A Neoliberal “Wall of Values”

The far right’s strong performance in elections was for decades an insurance policy for left- and right-wing neoliberals: any moderate, no matter how bland, could easily get elected provided he stood against a political party widely perceived as unacceptable and offensive. Jean-Marie Le Pen’s share of the vote in the 2002 French presidential election did not grow significantly between the first and second rounds (16.8% to 17.8%), but Jacques Chirac’s surged from 19.8% to 82.2%. Emmanuel Macron won in a similar, though less spectacular, fashion in 2017.

Neoliberals hope that what worked with the far right will work with the left. To block any progress it might make, they are trying to build a ‘wall of values’ that will make the left suspect. They hope this will force people who can no longer bear the government’s policies to put up with them, because they will deem those of its most powerful adversaries even worse.

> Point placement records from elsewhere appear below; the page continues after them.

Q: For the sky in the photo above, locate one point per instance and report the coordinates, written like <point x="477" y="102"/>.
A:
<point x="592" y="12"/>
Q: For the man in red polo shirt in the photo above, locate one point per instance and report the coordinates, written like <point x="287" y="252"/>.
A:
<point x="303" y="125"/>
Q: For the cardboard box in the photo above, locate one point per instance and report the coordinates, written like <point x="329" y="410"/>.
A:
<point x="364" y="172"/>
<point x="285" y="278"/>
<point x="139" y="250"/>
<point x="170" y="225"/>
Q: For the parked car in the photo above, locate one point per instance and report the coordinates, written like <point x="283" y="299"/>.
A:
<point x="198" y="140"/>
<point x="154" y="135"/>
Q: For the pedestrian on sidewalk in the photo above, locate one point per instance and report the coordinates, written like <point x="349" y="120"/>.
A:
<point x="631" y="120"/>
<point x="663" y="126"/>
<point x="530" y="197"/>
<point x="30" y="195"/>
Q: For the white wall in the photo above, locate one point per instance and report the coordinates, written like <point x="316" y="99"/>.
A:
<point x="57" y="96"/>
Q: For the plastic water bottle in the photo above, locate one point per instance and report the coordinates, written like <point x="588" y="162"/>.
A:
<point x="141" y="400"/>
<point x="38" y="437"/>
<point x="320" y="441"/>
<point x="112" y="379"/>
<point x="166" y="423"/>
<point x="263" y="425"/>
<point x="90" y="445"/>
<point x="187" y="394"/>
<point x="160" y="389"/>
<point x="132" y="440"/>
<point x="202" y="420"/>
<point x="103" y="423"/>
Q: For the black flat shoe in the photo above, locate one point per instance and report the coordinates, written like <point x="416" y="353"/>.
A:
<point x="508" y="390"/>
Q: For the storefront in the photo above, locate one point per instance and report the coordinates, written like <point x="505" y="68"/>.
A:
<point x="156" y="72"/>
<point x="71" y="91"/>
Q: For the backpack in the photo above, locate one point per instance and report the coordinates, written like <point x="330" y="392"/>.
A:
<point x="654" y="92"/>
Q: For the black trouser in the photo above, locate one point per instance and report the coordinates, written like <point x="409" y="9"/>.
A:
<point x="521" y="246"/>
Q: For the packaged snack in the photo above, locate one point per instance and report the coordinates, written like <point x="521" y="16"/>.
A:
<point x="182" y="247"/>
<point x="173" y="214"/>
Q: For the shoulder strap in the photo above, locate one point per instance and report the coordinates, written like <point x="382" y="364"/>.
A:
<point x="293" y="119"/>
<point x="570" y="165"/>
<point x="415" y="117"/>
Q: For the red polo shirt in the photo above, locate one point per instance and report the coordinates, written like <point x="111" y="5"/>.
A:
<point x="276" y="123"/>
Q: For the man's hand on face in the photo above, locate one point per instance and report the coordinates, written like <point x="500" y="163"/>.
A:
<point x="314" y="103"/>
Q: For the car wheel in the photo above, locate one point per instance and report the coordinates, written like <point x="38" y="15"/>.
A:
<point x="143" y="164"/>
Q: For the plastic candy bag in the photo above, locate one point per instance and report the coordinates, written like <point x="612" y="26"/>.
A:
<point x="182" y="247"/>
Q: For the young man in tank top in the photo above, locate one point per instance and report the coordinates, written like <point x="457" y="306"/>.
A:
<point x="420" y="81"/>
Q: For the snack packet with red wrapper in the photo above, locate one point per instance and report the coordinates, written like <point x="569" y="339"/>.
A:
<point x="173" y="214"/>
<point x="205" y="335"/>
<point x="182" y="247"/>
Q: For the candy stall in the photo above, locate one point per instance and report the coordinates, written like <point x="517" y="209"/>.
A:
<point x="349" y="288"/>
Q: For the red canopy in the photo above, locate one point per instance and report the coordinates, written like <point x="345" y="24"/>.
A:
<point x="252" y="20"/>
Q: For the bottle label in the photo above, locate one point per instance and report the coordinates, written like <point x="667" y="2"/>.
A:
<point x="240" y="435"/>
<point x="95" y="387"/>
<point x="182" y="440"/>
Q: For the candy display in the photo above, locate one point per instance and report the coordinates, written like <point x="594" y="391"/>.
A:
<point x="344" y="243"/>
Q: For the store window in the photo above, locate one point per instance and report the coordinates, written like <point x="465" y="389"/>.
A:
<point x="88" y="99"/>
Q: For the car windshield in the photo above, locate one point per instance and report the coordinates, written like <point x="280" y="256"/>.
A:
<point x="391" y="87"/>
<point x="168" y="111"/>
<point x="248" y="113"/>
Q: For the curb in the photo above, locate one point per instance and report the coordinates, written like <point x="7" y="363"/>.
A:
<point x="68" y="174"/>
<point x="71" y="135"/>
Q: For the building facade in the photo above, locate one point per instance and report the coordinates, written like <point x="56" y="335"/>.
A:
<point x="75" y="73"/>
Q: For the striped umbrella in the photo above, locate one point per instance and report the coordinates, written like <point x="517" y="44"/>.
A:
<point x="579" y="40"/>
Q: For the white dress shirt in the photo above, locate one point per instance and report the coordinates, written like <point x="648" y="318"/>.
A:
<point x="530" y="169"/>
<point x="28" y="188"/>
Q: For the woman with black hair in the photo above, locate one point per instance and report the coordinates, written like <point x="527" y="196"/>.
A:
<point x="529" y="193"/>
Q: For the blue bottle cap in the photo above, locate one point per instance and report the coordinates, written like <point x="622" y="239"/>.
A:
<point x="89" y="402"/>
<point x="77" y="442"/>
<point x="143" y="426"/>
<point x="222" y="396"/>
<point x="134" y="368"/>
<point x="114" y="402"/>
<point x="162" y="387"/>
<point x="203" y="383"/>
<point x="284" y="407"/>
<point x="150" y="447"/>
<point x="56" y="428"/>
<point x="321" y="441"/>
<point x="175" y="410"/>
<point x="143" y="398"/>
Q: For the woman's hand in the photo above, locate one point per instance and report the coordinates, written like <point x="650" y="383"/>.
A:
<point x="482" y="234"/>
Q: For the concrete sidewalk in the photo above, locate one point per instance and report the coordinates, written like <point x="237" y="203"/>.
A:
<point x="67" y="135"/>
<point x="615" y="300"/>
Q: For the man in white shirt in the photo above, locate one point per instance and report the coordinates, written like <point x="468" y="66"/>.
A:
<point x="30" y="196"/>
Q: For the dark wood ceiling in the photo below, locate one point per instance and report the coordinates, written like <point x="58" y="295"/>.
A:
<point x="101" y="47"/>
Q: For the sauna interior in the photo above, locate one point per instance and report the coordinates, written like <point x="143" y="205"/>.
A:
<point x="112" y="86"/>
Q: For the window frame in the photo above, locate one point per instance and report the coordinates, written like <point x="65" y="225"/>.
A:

As if by chance, the left has been accused of antisemitism simultaneously in France, the UK and the US. Once a target is selected, all one need do is find a clumsy, outrageous or contemptible opinion expressed, say on Facebook or Twitter, by a member of the political movement one intends to discredit (the UK Labour party has more than 500,000 members). Then the media take over. One can also destroy an opponent by pretending they have expressed antisemitic prejudices they do not hold — such as ‘democracy/journalism/the financial sector is controlled by Jews’ — as soon as they criticise the oligarchy, the media or a bank.

Philosopher Alain Finkielkraut recently claimed that ‘If [Jeremy] Corbyn was in Downing Street, you could say that, for the first time since Hitler, an antisemite was leader of a European country’ (1). According to President Donald Trump the situation is just as bad in the US because, with the election of a number of leftwing militants to Congress, ‘The Democrats have become an anti-Israel party. They’ve become an anti-Jewish party.’ (He later said, ‘The Democrats hate Jewish people.’) Bernard-Henri Lévy has even dared to compare French journalist and leftist National Assembly member François Ruffin to Lucien Rebatet, author of the antisemitic pamphlet Les Décombres; to Xavier Vallat, commissioner-general for Jewish affairs in Vichy France; and to Robert Brasillach, a Nazi collaborator executed after the liberation of France. Lévy, a professional defamer, claimed to detect in Ruffin a ‘conscious or unconscious echo of the style of Gringoire’ (2), a magazine dripping with antisemitic hatred; its most notorious smear campaign drove a minister of the interwar leftwing Front Populaire government to suicide.

Jews have been murdered by antisemites in France and the US. This tragedy is now turned into an ideological weapon used by Trump, the Israeli government and mendacious intellectuals. If we must build a cordon sanitaire, let it protect us against those who purposely accuse their adversaries of an infamy of which they know they are innocent.

Translated from the French by Charles Goulding.

Notes.

(1Alain Finkielkraut: ‘Ich bin kein Opfer’ (I am not a victim), Die Zeit, Hamburg, 21 February 2019.

(2Bernard-Henri Lévy, ‘Il faut franchir le “point Godwin”’ (We must move beyond the ‘Godwin point’), Le Point, Paris, 7 March 2019.